Place de la Republic, - ( a central square named after the French Republic, was called the Place du Château-d'Eau until 1879, and contains a monument which includes a statue of the personification of France, Marianne.

Basin de Recollect (former convent hotel site)

and Basin de combat.

The municipal Canal Saint-Martin was originally carved as to supply the city's growing population with fresh water from the distanced much cleaner Ourcq river in the north, and to help avoid diseases such as dysentery and cholera, by using the extra water for cleaning the streets.

Construction of the canal, funded by a new tax on wine, was ordered by Napoleon I in 1802 and only inaugurated in 1825, after his death.

The canal was also used for commercial navigation to supply Paris with grain, building materials and other goods, carried on canal barges.

Over nearly half the canal length between the Rue du Faubourg du Temple and the Place de la Bastille, was covered by a tunnel to facilitate army movement towards the insurrection-prone suburb of Saint-Antoine, and later in the mid-19th c to create wide boulevards and public spaces on the outer surface.

The declining commercial traffic by the 1960s had dwindled to a trickle and the canal narrowly escaped being filled in and paved over for a highway. Yet, the boom in pleasure cruising throughout France in the 1980s prompted the Paris city council to remove most of the earlier constraints, and open up the entire system for recreational navigation.
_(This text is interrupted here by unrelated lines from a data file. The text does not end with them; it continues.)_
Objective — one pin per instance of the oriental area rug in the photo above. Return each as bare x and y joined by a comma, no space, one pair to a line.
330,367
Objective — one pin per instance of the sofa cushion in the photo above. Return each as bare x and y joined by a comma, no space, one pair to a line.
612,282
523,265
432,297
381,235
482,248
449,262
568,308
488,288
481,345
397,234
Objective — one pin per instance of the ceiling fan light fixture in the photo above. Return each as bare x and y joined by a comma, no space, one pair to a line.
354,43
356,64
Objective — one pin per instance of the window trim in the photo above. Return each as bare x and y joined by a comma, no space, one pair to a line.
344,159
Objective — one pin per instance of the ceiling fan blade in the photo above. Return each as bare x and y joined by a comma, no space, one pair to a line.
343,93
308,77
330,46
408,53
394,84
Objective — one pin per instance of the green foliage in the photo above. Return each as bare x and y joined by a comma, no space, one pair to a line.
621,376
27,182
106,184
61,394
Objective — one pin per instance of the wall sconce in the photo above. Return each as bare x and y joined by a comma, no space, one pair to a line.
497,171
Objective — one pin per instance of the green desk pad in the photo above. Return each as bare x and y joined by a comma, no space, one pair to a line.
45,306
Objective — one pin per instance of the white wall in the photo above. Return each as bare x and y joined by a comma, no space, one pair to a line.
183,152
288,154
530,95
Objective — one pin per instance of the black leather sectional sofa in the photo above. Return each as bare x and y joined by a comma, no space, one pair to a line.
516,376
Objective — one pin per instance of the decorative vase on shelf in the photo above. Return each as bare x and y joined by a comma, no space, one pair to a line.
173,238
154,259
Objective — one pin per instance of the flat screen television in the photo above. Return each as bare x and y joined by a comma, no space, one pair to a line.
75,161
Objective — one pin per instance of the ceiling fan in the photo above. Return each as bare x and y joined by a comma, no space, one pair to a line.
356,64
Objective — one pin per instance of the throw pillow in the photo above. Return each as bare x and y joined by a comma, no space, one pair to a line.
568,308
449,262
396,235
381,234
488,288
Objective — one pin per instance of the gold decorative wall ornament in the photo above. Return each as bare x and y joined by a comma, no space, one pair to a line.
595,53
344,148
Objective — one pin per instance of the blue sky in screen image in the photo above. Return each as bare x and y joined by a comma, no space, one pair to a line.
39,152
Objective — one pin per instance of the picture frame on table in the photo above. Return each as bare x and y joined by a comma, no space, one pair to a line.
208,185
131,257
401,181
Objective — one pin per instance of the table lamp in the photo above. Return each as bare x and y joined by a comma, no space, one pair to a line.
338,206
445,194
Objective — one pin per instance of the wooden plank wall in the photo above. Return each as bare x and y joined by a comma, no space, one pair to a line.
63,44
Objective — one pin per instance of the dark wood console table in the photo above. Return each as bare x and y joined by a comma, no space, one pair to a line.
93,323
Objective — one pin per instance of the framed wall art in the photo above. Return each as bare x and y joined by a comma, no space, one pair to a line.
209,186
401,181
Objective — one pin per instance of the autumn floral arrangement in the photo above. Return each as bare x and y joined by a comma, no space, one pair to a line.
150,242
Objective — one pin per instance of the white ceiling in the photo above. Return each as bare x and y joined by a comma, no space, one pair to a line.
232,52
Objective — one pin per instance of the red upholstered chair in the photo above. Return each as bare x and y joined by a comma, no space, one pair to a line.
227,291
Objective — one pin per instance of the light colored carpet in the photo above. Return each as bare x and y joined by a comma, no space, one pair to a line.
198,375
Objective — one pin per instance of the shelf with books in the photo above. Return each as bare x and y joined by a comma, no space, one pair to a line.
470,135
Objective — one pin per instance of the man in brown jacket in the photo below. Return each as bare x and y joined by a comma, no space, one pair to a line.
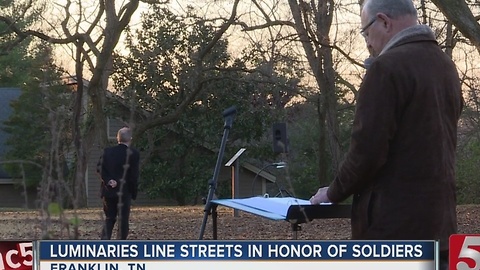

The canal has been drained and cleaned every 10–15 years, and it is always a source of fascination for Parisians to discover curiosities and even some treasures among the hundreds of tonnes of discarded things, including hundreds of bikes and sometimes more gruesome


The canal was an inspiration to works of painters such as Alfred Sisley (1839-1899), , film makers- 1938 film "Hôtel du Nord", directed by Marcel Carné

and singers - Édith Piaf song - the canal "Les mômes de la cloche", 1936 written by Vincent Scotto & Decaye, music by Médinger,

Once off the boat at port Villette we were most entertained by the fantastic Charlie Chaplin exhibit, laughing our heart out, and enjoying every bit of what was on display.

"The Sounds of Charlie Chaplin" at the Paris Philharmonic

Oct 11-Jan 26/2019

The exhibit aim was to shine a spotlight on the work of the master of silent film, from a musical vantage point, and on the intertwine synergy between dance, rhythm and the illusion of speech and sound,

The cinematographic segments from Chaplin's known films, paintings of him and promotional posters exposed us to the sounds (noise making machines and music) as well as visions (pantomime, gesture and rhythm and acting) on the spectrum from the avant-garde to popular culture.

Another great lunch at "au boeuf couronne" Bistro Traditional and then walking off the excessive food we consumed, through one of my favorite park "des Buttes Chaumont" was a great finalle for the day, before we reverted to the Bus and Metro back home.